There used to be a time where people would only express specific words of affection to those that were close and personal, now people are indiscriminately sending heart and kiss emojis to every person in their contact list. Who cares, some say…  And perhaps no one does; which could also be a contributing factor to why relationships and communication skills in general, are deteriorating.  What’s important to understand, is we need not judge one another on our chosen form of communication, but rather identify what is best for ourselves, individually.  The challenge with communicating via technology, especially emotional content, is that doing so can often lead to misunderstandings.  Some things get lost in translation and are left to interpretation; not only by the intended reader, but also anyone else that may intentionally or unintentionally see the message.  Such as my client, whom inadvertently saw a message on her husband’s phone when checking Amazon, and wondered what 2 hearts, 3 kisses and 1 smiling blushing face meant from his female co-worker. In a day and age where everyone is our “FRIEND,” and we can instantly connect to anyone in the world with an internet connection; technology is changing the way we define words like privacy, personal and special.  Personal and professional relationship boundaries are becoming blurred, not necessarily because of technology, but because of how people choose to use it. It would be one thing if these blurred boundaries benefited business and uplifted personal relationships, but they don’t.

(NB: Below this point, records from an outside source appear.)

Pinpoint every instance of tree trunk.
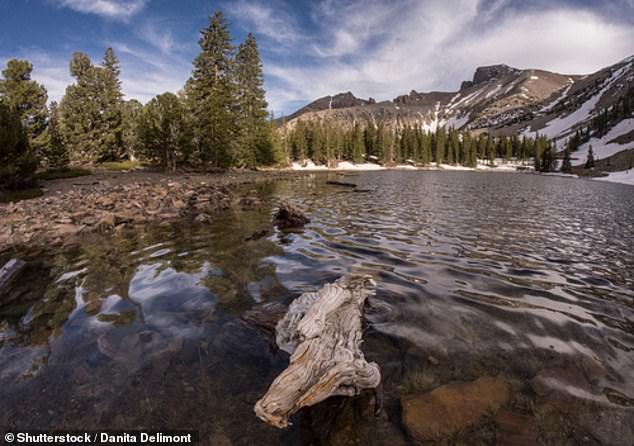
[255,275,381,428]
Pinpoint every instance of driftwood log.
[255,275,381,428]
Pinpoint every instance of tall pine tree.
[44,102,70,169]
[186,11,237,167]
[234,33,275,167]
[97,48,125,161]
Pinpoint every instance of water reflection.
[0,172,634,444]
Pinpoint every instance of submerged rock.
[401,375,509,441]
[273,201,310,228]
[0,259,26,290]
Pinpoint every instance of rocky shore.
[0,171,297,251]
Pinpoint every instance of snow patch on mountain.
[530,65,629,139]
[444,112,471,129]
[593,169,634,186]
[572,118,634,166]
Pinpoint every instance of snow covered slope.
[280,57,634,152]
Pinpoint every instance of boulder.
[0,259,26,290]
[401,375,509,442]
[274,202,310,228]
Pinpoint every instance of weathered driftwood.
[326,180,357,187]
[273,201,310,228]
[255,275,381,428]
[0,259,26,290]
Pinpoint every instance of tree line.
[283,118,557,172]
[0,11,283,185]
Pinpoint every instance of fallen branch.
[326,180,357,187]
[255,275,381,428]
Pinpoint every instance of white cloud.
[57,0,148,21]
[227,0,305,49]
[264,0,634,113]
[137,21,174,54]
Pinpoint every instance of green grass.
[35,168,92,180]
[97,161,143,172]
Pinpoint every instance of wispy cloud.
[137,21,174,54]
[227,0,304,49]
[56,0,148,21]
[264,0,634,112]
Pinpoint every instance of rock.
[495,410,539,446]
[401,375,509,442]
[194,214,211,224]
[274,202,310,228]
[97,197,114,209]
[55,224,83,236]
[244,229,269,242]
[97,212,117,232]
[0,259,26,290]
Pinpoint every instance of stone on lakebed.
[401,376,509,441]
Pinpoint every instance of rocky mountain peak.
[473,64,519,84]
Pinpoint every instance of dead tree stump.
[255,275,381,428]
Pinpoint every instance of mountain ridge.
[278,56,634,156]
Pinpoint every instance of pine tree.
[186,11,237,167]
[586,144,594,169]
[45,102,70,169]
[60,53,102,161]
[235,34,275,167]
[351,122,365,164]
[486,135,496,167]
[434,127,447,165]
[0,98,37,187]
[0,59,48,149]
[137,93,193,171]
[97,48,125,161]
[121,99,143,160]
[561,144,572,173]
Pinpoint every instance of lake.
[0,171,634,445]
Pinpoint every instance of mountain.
[282,56,634,162]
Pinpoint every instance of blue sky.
[0,0,634,115]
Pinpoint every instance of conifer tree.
[45,102,70,169]
[0,59,48,148]
[0,98,37,187]
[434,127,447,165]
[586,144,594,169]
[97,48,125,161]
[351,122,365,164]
[561,144,572,173]
[235,33,275,167]
[60,53,102,161]
[121,99,143,159]
[186,11,237,167]
[137,93,192,171]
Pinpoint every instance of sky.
[0,0,634,116]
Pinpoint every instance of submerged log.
[255,275,381,428]
[326,180,357,187]
[273,201,310,228]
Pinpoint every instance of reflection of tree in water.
[0,181,286,386]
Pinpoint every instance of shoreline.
[0,163,634,254]
[0,170,303,254]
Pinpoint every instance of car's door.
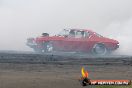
[63,30,89,51]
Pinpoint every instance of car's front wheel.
[92,44,108,55]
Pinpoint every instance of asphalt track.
[0,51,132,88]
[0,51,132,66]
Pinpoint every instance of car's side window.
[69,30,76,37]
[76,31,84,38]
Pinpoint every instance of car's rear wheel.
[92,44,108,55]
[44,42,53,52]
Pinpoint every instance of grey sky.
[0,0,132,53]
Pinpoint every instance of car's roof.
[69,29,93,32]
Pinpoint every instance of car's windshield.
[58,29,69,36]
[94,33,103,37]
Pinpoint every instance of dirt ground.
[0,63,132,88]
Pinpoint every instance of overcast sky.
[0,0,132,53]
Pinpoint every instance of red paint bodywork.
[27,29,119,52]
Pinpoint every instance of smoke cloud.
[0,0,132,54]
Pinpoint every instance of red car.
[27,29,119,55]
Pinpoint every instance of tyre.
[44,42,53,52]
[92,44,108,55]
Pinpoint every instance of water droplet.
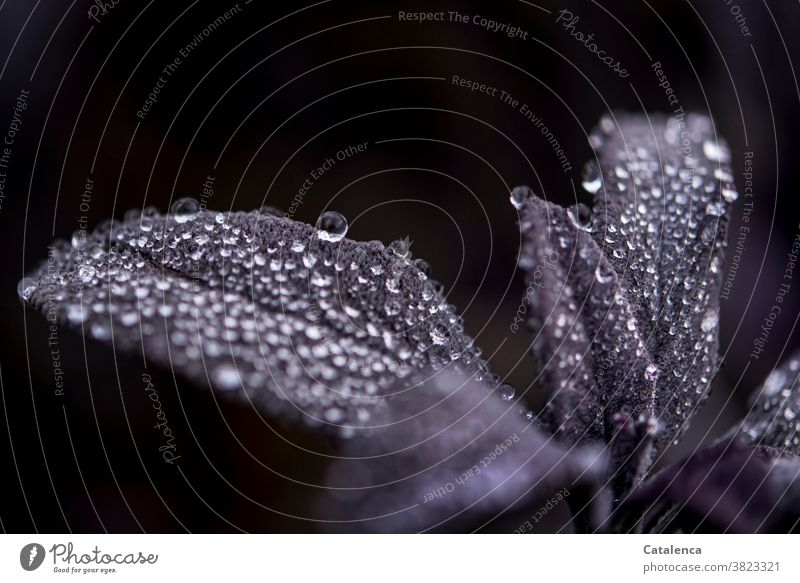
[170,196,200,223]
[78,265,97,283]
[497,385,516,401]
[644,363,660,382]
[316,211,347,243]
[700,310,719,332]
[414,259,431,277]
[567,202,592,231]
[508,186,533,209]
[703,140,731,164]
[706,202,725,217]
[212,364,242,391]
[581,160,603,194]
[389,238,411,259]
[430,326,447,346]
[722,188,739,202]
[17,277,37,302]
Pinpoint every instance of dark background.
[0,0,800,532]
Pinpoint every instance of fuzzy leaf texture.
[520,114,738,466]
[320,371,610,532]
[20,208,485,436]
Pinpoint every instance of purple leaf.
[517,115,737,460]
[320,372,608,532]
[19,208,485,435]
[617,439,800,533]
[738,351,800,455]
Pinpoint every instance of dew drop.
[567,202,592,231]
[213,364,242,391]
[414,259,431,278]
[644,363,660,382]
[497,385,516,401]
[706,202,725,217]
[389,239,411,259]
[17,277,37,302]
[169,196,200,223]
[581,160,603,194]
[722,188,739,202]
[700,310,719,332]
[316,211,347,243]
[78,265,97,283]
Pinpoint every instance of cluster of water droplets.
[18,198,488,434]
[583,115,738,442]
[510,115,738,448]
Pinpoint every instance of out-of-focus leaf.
[738,352,800,455]
[618,440,779,533]
[519,115,738,466]
[20,208,483,434]
[320,372,609,532]
[617,439,800,533]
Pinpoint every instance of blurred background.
[0,0,800,532]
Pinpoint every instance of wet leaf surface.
[320,372,609,532]
[519,114,738,460]
[19,208,485,435]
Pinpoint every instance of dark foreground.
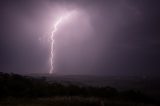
[0,97,156,106]
[0,73,159,106]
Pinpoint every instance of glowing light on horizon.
[49,11,75,74]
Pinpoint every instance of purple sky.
[0,0,160,75]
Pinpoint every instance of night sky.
[0,0,160,76]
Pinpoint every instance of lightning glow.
[49,12,76,74]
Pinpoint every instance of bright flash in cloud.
[49,11,76,74]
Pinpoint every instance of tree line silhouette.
[0,72,153,102]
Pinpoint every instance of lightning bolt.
[49,13,75,74]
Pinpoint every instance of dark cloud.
[0,0,160,75]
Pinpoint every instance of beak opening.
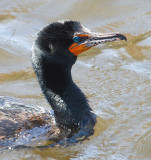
[69,32,127,56]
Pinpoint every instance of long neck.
[34,55,93,129]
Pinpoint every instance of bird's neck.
[35,59,93,129]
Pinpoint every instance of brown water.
[0,0,151,160]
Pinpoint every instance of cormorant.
[0,21,126,147]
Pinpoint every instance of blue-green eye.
[73,36,80,42]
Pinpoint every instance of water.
[0,0,151,160]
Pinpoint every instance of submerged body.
[0,21,126,146]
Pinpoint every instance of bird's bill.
[69,33,127,56]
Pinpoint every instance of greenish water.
[0,0,151,160]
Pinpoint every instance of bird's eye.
[73,36,80,43]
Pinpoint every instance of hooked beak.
[69,33,127,56]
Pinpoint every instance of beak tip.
[119,34,127,41]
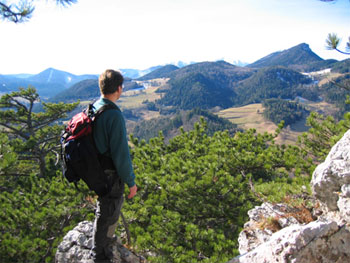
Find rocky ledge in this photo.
[55,221,145,263]
[228,131,350,263]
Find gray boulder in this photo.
[228,131,350,263]
[55,221,145,263]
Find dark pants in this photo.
[92,172,124,259]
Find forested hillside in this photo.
[247,43,337,72]
[233,66,318,105]
[0,86,349,263]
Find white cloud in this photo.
[0,0,350,74]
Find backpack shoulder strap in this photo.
[94,103,117,120]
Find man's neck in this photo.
[102,94,117,103]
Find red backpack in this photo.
[61,104,116,196]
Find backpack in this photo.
[61,104,116,196]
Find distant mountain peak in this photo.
[247,43,324,70]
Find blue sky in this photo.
[0,0,350,74]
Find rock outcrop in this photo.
[228,131,350,263]
[55,221,145,263]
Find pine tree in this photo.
[0,87,78,176]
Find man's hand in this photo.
[128,184,137,199]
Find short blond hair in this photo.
[98,69,124,95]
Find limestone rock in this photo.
[228,131,350,263]
[55,221,145,263]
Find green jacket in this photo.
[93,98,135,187]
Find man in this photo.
[93,70,137,262]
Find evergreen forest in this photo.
[0,85,350,263]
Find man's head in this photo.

It is my hope to bring awareness to this on-going issue and perhaps provoke more conscious thought and reflection about how we communicate using technology. It begins by having clearly defined values and intentions. It’s been said that awareness equals responsibility. And although there is certainly truth in this statement; as once you are aware of the gaping hole in your roof, you can no longer claim unawareness, when the rain comes pouring into the kitchen. Being responsible for awareness, is a choice. Choosing to be responsible is the easy part; the difficulty lies in the practicing it! And unfortunately, there are no shortcuts or LOLs around that!